About performance issues with SQL Server and Paging, SQL Server Memory Management or specifically in relation to this error? Don't have anything for the latter, but it would make sense as a symptom.
SQL Server expects the Buffer Cache to be in memory, so I suspect it has much more aggressive timeouts for this than it would do from disk. If part of the Buffer Cache has been paged, as far as SQL Server's concerned, the page is still in memory so access should be fast, but has suddenly moved into the slowest subsystem at the O/S level.

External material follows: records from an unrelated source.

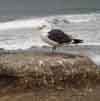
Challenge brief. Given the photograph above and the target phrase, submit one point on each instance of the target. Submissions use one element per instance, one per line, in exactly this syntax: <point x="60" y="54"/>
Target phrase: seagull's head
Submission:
<point x="44" y="28"/>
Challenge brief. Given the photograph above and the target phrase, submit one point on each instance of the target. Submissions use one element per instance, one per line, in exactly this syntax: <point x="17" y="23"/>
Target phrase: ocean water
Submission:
<point x="24" y="32"/>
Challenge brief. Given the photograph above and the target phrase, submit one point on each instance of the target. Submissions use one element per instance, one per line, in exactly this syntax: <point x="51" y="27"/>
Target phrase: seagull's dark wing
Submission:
<point x="59" y="36"/>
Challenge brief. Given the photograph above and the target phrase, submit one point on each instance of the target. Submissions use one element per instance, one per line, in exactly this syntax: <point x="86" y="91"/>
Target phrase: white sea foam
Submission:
<point x="24" y="33"/>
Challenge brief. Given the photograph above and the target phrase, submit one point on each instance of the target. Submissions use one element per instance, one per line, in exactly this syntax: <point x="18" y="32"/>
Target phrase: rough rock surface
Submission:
<point x="34" y="72"/>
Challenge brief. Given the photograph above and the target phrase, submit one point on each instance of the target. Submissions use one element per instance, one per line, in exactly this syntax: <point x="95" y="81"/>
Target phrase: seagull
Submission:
<point x="56" y="38"/>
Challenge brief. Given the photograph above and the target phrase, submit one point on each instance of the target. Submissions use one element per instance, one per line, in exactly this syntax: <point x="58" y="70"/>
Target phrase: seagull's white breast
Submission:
<point x="44" y="37"/>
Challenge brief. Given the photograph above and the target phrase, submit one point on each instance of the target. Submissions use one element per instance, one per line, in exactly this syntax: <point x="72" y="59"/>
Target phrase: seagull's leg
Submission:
<point x="53" y="49"/>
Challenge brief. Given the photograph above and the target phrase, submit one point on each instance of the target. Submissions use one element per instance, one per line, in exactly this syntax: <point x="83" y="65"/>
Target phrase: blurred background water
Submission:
<point x="20" y="22"/>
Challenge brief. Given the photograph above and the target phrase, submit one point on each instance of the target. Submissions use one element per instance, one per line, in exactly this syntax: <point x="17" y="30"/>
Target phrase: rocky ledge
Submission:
<point x="22" y="72"/>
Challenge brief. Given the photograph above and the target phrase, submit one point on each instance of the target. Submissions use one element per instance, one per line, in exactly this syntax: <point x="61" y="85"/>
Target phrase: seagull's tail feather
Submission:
<point x="76" y="41"/>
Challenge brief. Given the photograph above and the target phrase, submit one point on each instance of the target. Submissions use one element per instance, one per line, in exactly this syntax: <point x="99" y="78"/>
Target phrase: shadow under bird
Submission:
<point x="57" y="37"/>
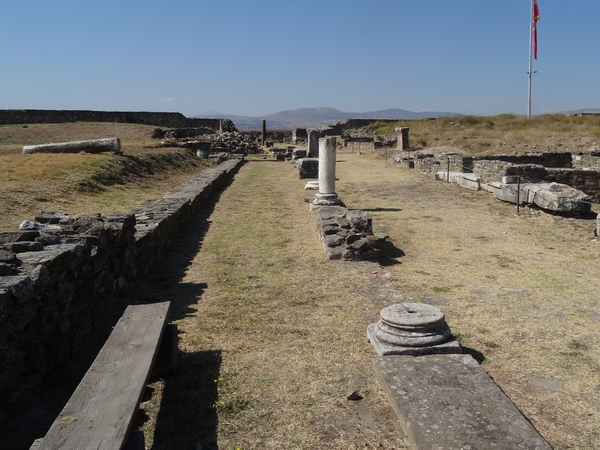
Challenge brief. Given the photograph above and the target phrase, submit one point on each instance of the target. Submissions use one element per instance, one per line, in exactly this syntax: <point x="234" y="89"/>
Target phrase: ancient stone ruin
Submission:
<point x="547" y="180"/>
<point x="89" y="146"/>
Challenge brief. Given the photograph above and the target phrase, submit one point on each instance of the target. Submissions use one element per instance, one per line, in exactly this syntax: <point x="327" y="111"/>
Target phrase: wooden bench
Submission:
<point x="100" y="413"/>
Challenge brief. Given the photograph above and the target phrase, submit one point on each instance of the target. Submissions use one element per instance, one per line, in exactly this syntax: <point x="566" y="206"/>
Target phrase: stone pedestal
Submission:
<point x="411" y="329"/>
<point x="327" y="156"/>
<point x="313" y="136"/>
<point x="403" y="138"/>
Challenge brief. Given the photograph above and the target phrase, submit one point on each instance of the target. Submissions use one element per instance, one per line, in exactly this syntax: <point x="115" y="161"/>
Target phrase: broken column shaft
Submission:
<point x="327" y="157"/>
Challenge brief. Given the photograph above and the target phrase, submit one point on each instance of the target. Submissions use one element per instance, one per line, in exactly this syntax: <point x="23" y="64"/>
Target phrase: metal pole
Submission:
<point x="530" y="65"/>
<point x="518" y="193"/>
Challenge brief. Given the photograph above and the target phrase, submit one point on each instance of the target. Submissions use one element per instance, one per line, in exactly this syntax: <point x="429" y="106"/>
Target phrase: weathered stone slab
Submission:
<point x="550" y="196"/>
<point x="449" y="402"/>
<point x="557" y="197"/>
<point x="468" y="181"/>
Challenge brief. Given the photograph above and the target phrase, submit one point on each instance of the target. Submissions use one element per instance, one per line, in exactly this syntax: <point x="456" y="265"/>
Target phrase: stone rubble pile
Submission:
<point x="347" y="234"/>
<point x="60" y="273"/>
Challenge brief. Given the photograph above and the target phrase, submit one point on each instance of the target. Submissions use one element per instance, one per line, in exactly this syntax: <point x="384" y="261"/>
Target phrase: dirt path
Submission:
<point x="273" y="335"/>
<point x="282" y="330"/>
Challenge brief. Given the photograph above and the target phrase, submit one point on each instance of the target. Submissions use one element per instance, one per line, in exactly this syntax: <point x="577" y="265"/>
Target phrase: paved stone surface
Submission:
<point x="449" y="402"/>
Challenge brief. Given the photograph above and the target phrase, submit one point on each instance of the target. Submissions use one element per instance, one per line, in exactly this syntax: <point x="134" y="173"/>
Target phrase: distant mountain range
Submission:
<point x="312" y="117"/>
<point x="582" y="111"/>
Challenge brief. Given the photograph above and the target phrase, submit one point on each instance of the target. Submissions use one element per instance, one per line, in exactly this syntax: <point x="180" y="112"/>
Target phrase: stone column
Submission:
<point x="402" y="138"/>
<point x="313" y="142"/>
<point x="327" y="155"/>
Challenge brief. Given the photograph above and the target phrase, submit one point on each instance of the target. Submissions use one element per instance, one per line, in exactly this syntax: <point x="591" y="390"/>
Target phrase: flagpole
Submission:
<point x="530" y="64"/>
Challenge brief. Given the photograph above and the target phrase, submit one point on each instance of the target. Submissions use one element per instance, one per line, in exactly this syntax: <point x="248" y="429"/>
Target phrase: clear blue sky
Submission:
<point x="259" y="57"/>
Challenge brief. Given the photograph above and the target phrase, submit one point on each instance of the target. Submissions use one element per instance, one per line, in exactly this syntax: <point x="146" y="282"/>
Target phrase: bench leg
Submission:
<point x="166" y="358"/>
<point x="136" y="441"/>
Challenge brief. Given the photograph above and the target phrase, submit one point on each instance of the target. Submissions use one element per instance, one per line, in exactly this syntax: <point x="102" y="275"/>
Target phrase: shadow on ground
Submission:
<point x="389" y="254"/>
<point x="35" y="413"/>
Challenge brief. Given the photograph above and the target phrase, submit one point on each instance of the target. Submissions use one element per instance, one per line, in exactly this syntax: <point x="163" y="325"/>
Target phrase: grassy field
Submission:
<point x="273" y="336"/>
<point x="505" y="133"/>
<point x="85" y="183"/>
<point x="280" y="332"/>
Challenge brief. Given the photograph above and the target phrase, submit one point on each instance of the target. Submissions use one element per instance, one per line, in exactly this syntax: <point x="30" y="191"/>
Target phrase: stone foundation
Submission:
<point x="63" y="273"/>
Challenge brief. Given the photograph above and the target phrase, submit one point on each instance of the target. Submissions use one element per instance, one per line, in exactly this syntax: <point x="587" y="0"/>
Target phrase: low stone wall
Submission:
<point x="62" y="275"/>
<point x="159" y="119"/>
<point x="587" y="181"/>
<point x="554" y="159"/>
<point x="494" y="170"/>
<point x="591" y="161"/>
<point x="358" y="145"/>
<point x="430" y="165"/>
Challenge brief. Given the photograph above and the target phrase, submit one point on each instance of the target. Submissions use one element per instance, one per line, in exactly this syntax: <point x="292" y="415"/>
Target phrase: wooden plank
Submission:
<point x="100" y="412"/>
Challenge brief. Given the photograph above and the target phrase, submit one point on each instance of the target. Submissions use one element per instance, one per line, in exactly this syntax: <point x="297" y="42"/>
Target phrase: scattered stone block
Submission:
<point x="468" y="181"/>
<point x="308" y="168"/>
<point x="347" y="235"/>
<point x="449" y="402"/>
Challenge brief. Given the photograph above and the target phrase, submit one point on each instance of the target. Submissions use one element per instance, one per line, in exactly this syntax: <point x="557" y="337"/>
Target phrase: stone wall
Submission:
<point x="159" y="119"/>
<point x="591" y="161"/>
<point x="493" y="171"/>
<point x="587" y="181"/>
<point x="555" y="159"/>
<point x="62" y="275"/>
<point x="358" y="144"/>
<point x="430" y="165"/>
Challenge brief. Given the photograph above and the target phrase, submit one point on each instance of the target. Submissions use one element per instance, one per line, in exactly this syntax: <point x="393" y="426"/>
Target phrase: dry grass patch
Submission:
<point x="85" y="183"/>
<point x="521" y="291"/>
<point x="287" y="329"/>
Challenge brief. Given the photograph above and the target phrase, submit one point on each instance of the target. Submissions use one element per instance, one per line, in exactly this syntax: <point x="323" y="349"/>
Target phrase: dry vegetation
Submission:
<point x="85" y="183"/>
<point x="506" y="133"/>
<point x="273" y="335"/>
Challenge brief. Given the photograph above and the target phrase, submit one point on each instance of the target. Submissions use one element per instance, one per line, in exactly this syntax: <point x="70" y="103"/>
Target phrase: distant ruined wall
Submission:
<point x="493" y="171"/>
<point x="555" y="159"/>
<point x="587" y="162"/>
<point x="587" y="181"/>
<point x="430" y="165"/>
<point x="55" y="285"/>
<point x="159" y="119"/>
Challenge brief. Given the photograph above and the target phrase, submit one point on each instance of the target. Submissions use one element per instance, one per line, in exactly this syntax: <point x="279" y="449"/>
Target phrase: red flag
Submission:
<point x="536" y="16"/>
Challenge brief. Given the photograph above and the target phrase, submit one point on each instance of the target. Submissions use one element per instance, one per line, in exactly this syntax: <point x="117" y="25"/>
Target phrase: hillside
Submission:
<point x="312" y="117"/>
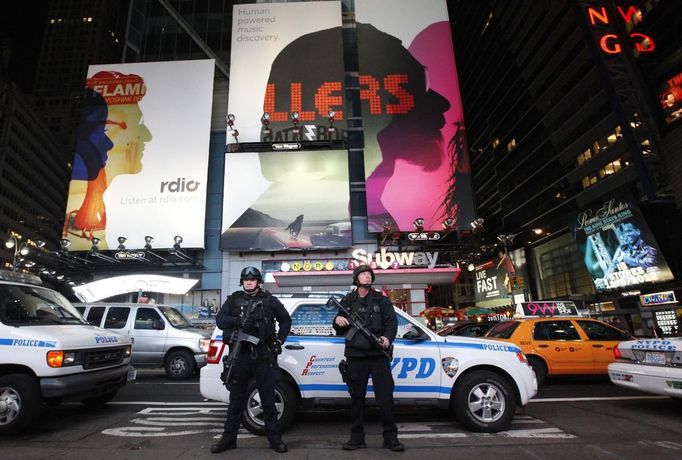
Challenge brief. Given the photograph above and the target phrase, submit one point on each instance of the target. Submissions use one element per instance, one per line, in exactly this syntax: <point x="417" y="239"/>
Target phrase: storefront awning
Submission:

Still doesn't quite explain that it was the same page number twice in a row, but it is something to be fixed (and is quite an easy fix)
July 29, 2011 at 7:31 am
HowardW (7/29/2011)
Ninja's_RGR'us (7/29/2011)
Got a solid link about this Howard? I'd love to get more info on the topic.About performance issues with SQL Server and Paging, SQL Server Memory Management or specifically in relation to this error? Don't have anything for the latter, but it would make sense as a symptom.
SQL Server expects the Buffer Cache to be in memory, so I suspect it has much more aggressive timeouts for this than it would do from disk. If part of the Buffer Cache has been paged, as far as SQL Server's concerned, the page is still in memory so access should be fast, but has suddenly moved into the slowest subsystem at the O/S level.
Still doesn't quite explain that it was the same page number twice in a row, but it is something to be fixed (and is quite an easy fix)
Sorry, what's the fix? I believe you said to lock pages in memory, is that some sort of option that I have to set?